Marie-Anne Toulouse, Histoire de Madame Rosemonde

Madame rêve

Tout ici est riche, sub­til, pro­fond et juste. Ce roman est celui du des­tin d‘une femme agré­gée et let­trée qui a, entre autres, assuré l’éditions des romans de Romain Gary à la Pléiade à la suite de sa thèse sur Gracq. De nom­breux ouvrages qui se cou­ronnent par ce nou­veau roman.
Après son édu­ca­tion et son mariage avec Mon­sieur de Rose­monde, elle a appris à se ser­vir de sa rai­son « pour tâcher de venir à bout des écarts du cœur et des fan­tai­sies de l’imagination. »
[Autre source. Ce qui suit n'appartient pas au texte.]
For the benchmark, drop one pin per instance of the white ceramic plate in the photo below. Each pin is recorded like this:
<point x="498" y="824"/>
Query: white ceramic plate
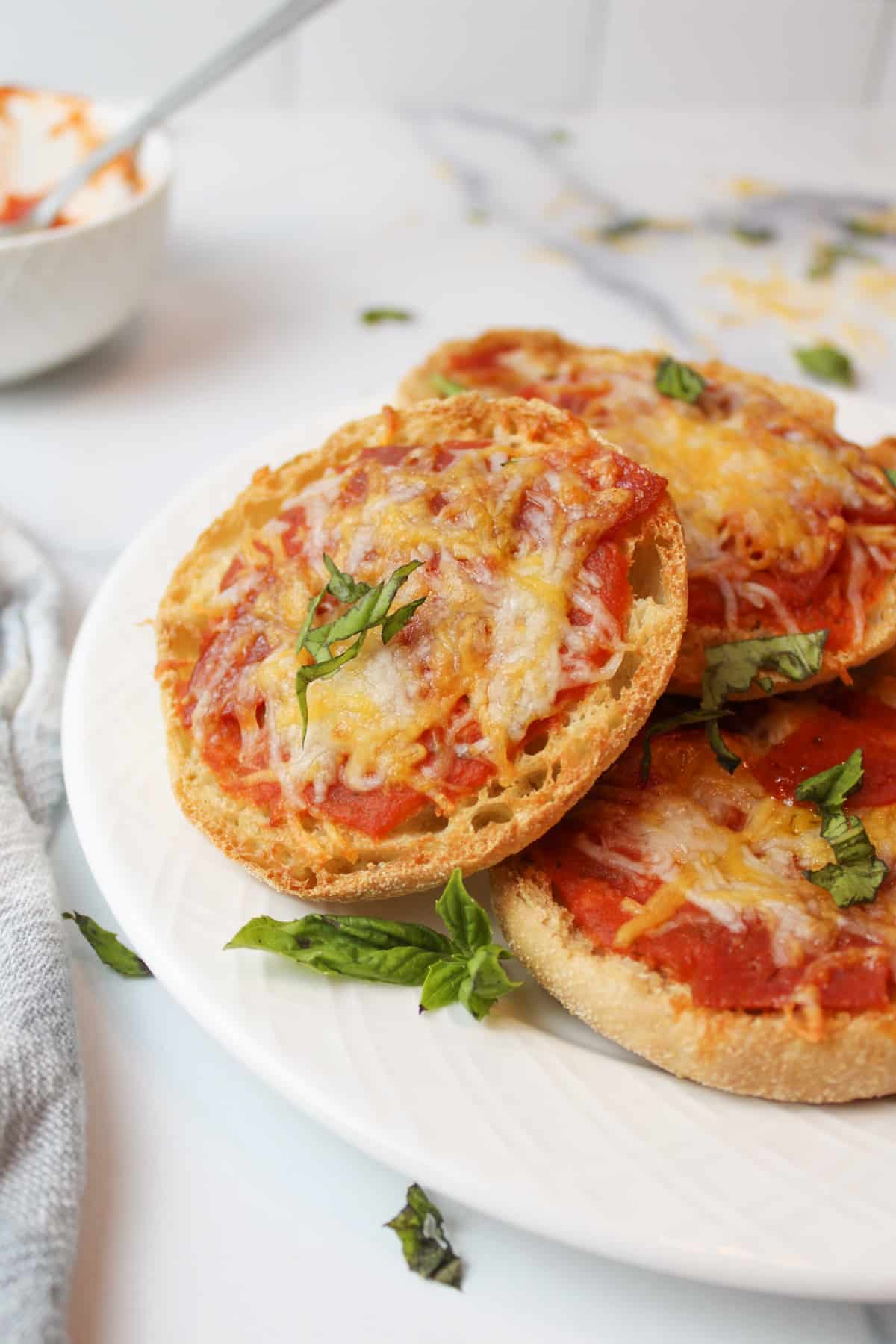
<point x="529" y="1117"/>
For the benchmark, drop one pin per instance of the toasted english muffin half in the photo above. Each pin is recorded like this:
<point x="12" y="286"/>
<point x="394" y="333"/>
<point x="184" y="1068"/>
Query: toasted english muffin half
<point x="788" y="527"/>
<point x="543" y="604"/>
<point x="676" y="918"/>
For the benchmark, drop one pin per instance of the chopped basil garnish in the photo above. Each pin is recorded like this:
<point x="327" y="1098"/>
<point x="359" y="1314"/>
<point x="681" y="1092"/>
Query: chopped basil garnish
<point x="370" y="606"/>
<point x="386" y="315"/>
<point x="856" y="873"/>
<point x="108" y="948"/>
<point x="827" y="257"/>
<point x="867" y="228"/>
<point x="625" y="228"/>
<point x="731" y="670"/>
<point x="676" y="721"/>
<point x="462" y="968"/>
<point x="421" y="1230"/>
<point x="828" y="363"/>
<point x="447" y="386"/>
<point x="754" y="234"/>
<point x="679" y="381"/>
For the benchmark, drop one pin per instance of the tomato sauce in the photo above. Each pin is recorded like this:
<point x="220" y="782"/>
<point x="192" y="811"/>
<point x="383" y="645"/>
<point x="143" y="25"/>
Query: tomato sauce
<point x="815" y="601"/>
<point x="828" y="738"/>
<point x="228" y="648"/>
<point x="724" y="968"/>
<point x="729" y="968"/>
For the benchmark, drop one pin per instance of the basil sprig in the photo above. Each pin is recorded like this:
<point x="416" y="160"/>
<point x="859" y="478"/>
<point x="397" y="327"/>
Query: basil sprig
<point x="856" y="873"/>
<point x="828" y="363"/>
<point x="865" y="228"/>
<point x="731" y="670"/>
<point x="447" y="386"/>
<point x="754" y="234"/>
<point x="386" y="315"/>
<point x="421" y="1230"/>
<point x="625" y="228"/>
<point x="462" y="968"/>
<point x="679" y="381"/>
<point x="370" y="606"/>
<point x="827" y="257"/>
<point x="669" y="725"/>
<point x="108" y="948"/>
Pour la suite de sa propre  his­toire, l’auteure apprend de sa vie, de ses guides mais aussi de la pré­sence de la mort pour ce qui est d’elle comme de la vie, même si elle ne s’est jamais réso­lue aux vues de la reli­gion, « ni [n’a pu] conce­voir de bonne foi com­ment la vie de mon âme pour­rait se pour­suivre pri­vée de ce qui nour­rit son sen­ti­ment », écrit-elle.
Dans sa longue exis­tence, elle a vu celles et ceux qui ont dis­paru mais sans « les aban­don­ner à une absence sans recours. A  tra­vers « la per­sis­tance pâlie d’un sou­ve­nir sans pareil », elle a su sau­ver son système.

Elle le juge par­fois infirme ou héré­tique, mais elle s’accorde au des­tin afin de trou­ver le moyen de vivre « sans les objets de mon affec­tion, puisque déci­dé­ment l’ordonnance des choses, qu’il m’arrive de nom­mer la Pro­vi­dence, a voulu que l’énergie aveugle de la vie l’emportât tou­jours chez moi sur le cruel cha­grin de leur perte. »
Un tour d’esprit mélan­co­lique et songe-creux se tire de ce qui fut et donne à ce roman une puis­sance d’être et une force d’opiniâtreté qui emporte le texte d’un temps à l’autre pour que le désir puisse vaincre les maux notam­ment par la grâce de ce qui fut et donne là une dimen­sion de sur-vie.

Emerge donc tou­jours un per­son­nage fémi­nin qui per­dure. Elle en ignore le contexte tout en conser­vant sa trace fan­to­ma­tique entre des sortes d’idoles pour ce roman à reli­gion païenne.
L’auteure en reste  une prê­tresse libé­ra­trice, gor­geant les clés de voûtes de sa nou­velle cathé­drale. Conden­sa­tions et dépla­ce­ments créent une pluie, un ruis­sel­le­ment dont le cercle ne cesse de s’agrandir. Mais une forme d’espérance règne car l’écriture se savoure. Elle  per­met de sau­ver dans l’écart et aussi dans le sein d’une pré­cieuse intimité.

jean-paul gavard-perret

Marie-Anne Tou­louse , His­toire de Madame Rose­monde, L’Atelier Contem­po­rain, Stras­bourg, 2024, 176 p. — 25,00 €.